Now, until recently, I've thought that my Big Chance was my wife spotting an advert in Private Eye for auditions for the about-to-open Comedy Store in l979. I went along and they offered me the job of MC. From that, my entire career in TV - and ultimately this column - sprang.

But of late I've begun to think that maybe that wasn't my "Big Chance". After all, I mean it's all right being me, but it ain't that great. If I'd recognised and seized my "Big Chance" then surely I should be having such a good time that I spend my days laughing like a drain and drinking Irn-Bru out of ballerinas' Air Jordans. Maybe getting the job at the Comedy Store was just a Little Chance, just a run-of the-mill life event and just maybe I haven't had my "Big Chance" yet.

Or maybe, big horror, I actually had my Big Chance and I didn't notice it or take it. This thought has got me so worried that I find myself constantly searching my memory for missed opportunities. Did somebody take me to the top of a high mountain in 1979 and show me the world and all its wealth and offer it all to me and did I refuse, saying it was very nice but I had to go to a Graham Parker and the Rumour concert?

Or I try to find a dim recollection of a Broadway producer rushing out of a theatre and offering me the lead in a giant tap dance spectacular alongside Ruby Keeler. But, oddly, I can't seem to recall anything of that nature.

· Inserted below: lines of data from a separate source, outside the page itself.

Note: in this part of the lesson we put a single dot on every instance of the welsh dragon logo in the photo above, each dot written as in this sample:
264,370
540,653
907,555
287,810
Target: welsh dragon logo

Maybe it might not have been anything that obvious. Maybe my Big Chance was as simple as somebody in a pub saying, "Would you like a peanut?", and if I'd said yes rather than no I might have got chatting to that person and they might have turned out to be the inventor of a rocket-powered anti-gravity motorbike and I would have become friendly with them and they would have let me be the sole user of their invention. Which would be housed in a cave in the Arizona desert and I would have become Rocket- Powered Anti-Gravity Motorbike Man and I would go around the world solving crimes and righting wrongs with my rocket-powered anti-gravity motorbike and they'd build statues of me and my cat Tiger, who'd be renamed "Rocket- Powered Anti-Gravity Motorbike Cat", in the main squares of every town in Latin America.

However, I refused the peanut the man offered me in the pub because, frankly, he was odd looking (which I suppose an inventor living in a cave in the American South-west would be). So it didn't happen.